Federal judge declines to halt Trump administration’s ICE surge in Minnesota

Judge says Minnesota didn’t show legal grounds for an emergency halt, keeping “Operation Metro Surge” in place for now.

NEWS

1/31/20261 min read

A federal judge on Saturday refused Minnesota’s request for emergency relief to stop the Trump administration’s expanded immigration enforcement operation in the Minneapolis–St. Paul area, leaving the federal deployment in place as the underlying lawsuit moves forward.

The case centers on “Operation Metro Surge,” a federal effort that officials say brought roughly 3,000 immigration personnel—primarily from ICE and Border Patrol—into the Twin Cities region.

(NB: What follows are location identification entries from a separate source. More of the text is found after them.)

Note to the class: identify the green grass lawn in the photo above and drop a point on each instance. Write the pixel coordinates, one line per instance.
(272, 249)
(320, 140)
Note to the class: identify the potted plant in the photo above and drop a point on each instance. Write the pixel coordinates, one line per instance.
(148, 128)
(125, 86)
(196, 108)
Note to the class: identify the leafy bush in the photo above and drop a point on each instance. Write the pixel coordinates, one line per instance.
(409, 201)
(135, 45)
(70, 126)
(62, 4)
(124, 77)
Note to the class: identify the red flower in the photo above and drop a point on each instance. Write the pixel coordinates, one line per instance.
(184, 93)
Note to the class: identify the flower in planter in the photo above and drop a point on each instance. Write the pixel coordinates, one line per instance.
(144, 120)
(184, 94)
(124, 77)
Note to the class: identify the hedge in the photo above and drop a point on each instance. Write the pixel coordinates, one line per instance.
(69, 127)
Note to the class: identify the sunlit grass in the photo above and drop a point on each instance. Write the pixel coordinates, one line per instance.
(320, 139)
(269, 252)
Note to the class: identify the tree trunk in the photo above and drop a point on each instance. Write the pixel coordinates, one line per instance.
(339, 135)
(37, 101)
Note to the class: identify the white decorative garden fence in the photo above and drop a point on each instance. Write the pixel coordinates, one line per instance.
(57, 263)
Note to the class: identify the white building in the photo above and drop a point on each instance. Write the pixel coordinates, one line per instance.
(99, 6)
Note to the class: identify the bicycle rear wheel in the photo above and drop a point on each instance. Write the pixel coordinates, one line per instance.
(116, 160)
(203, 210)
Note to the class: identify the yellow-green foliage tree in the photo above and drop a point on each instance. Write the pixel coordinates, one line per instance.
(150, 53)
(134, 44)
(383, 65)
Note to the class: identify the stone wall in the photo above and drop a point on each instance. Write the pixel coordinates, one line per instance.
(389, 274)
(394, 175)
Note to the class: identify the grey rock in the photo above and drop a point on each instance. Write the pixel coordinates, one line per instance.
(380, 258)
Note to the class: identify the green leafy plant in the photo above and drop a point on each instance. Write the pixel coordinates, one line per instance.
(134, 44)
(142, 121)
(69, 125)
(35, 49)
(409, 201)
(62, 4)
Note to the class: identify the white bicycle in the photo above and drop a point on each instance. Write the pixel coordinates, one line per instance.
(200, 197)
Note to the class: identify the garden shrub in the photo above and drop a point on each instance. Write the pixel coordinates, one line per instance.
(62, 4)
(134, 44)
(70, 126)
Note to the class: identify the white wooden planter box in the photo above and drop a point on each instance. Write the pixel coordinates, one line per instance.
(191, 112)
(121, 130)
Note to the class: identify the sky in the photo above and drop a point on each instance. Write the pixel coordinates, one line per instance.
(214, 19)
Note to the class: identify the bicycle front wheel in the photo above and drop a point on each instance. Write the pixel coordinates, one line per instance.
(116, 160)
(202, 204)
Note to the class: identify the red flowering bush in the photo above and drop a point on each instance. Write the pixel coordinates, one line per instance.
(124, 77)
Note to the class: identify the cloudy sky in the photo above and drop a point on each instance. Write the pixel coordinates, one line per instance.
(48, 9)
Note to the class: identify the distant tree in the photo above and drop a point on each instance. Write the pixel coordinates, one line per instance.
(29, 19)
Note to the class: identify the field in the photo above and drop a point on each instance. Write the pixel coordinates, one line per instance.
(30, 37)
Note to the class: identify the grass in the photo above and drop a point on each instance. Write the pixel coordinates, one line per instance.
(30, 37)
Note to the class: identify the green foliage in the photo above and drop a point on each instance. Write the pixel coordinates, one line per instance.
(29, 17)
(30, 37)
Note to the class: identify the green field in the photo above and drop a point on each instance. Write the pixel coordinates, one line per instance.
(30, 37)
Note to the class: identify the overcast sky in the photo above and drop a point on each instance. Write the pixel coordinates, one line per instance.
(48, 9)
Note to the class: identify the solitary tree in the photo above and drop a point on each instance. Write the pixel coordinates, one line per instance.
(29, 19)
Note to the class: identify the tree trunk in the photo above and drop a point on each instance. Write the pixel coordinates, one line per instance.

Minnesota officials argued the operation exceeds lawful federal authority, infringes on state sovereignty, and has raised civil-rights concerns, including allegations of disproportionate targeting.

In denying the requested injunction, U.S. District Judge Katherine Menendez wrote that the plaintiffs were asking the court to extend existing precedent to a “new context” involving an “unprecedented deployment” of armed federal immigration officers to aggressively enforce immigration statutes—and concluded the cases cited by Minnesota did not come close to supporting that step.

The lawsuit will continue, but for now the ruling means the surge can proceed while the court considers the broader constitutional claims.